I'm receiving the same issue on with Alert: puppet failed on wigi.wikidumpparse.eqiad.wmflabs . There's no indication on how to fix this.

In my /var/log/puppet.log: I have many

Notice: /Stage[main]/Ssh::Server/File[/etc/ssh/userkeys/ubuntu/.ssh/authorized_keys /public/keys/ubuntu/.ssh]: Not removing directory; use 'force' to overrideESC[0m
ESC[mNotice: /Stage[main]/Ssh::Server/File[/etc/ssh/userkeys/ubuntu/.ssh/authorized_keys /public/keys/ubuntu/.ssh]/ensure: removed
Andrew subscribed.

It looks to me like this is hanging because of /public/dumps issues. We've been facing similar issues over the last few weeks. A reboot will almost certainly fix everything; if any of the instances should not be rebooted let me know and I will pursue other means.

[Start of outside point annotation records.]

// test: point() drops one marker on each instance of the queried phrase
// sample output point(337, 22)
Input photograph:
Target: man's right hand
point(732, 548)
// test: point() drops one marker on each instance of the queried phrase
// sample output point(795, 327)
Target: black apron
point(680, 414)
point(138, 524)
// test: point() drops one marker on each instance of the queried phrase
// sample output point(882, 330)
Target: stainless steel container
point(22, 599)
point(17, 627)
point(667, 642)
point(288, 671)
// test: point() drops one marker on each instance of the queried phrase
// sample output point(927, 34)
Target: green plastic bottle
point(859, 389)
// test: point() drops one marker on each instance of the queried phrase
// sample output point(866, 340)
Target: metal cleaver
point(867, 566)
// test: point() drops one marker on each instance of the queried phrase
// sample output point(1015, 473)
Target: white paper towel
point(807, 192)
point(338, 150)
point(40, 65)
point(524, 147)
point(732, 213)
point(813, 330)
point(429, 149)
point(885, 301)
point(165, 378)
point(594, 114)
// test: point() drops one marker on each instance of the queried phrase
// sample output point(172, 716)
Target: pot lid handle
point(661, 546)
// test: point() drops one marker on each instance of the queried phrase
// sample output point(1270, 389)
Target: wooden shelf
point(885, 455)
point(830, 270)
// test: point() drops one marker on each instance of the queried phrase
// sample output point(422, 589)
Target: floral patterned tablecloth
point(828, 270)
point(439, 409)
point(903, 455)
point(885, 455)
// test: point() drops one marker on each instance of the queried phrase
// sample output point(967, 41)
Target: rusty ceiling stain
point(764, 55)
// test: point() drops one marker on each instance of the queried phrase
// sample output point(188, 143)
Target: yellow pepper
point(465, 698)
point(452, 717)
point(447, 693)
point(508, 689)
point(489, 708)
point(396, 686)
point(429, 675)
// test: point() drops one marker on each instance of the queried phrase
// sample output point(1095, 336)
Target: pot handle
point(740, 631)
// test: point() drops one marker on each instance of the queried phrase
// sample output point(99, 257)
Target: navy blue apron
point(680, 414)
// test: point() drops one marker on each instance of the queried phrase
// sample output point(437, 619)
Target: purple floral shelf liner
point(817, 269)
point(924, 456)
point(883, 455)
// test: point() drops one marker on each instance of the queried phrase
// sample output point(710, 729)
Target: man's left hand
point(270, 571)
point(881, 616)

@notconfusing rebooting the instances took care of it. Sorry about the slow answer. I rebooted a single instance first and wanted to make sure it helped before rebooting all of them.

Yes, rebooting through the wikitech web interface took care of it for me too.

That's great! As always, this is due to various terrible NFS problems which are difficult to deal with comprehensively. In theory after the reboot you're less subject to NFS-related hangs.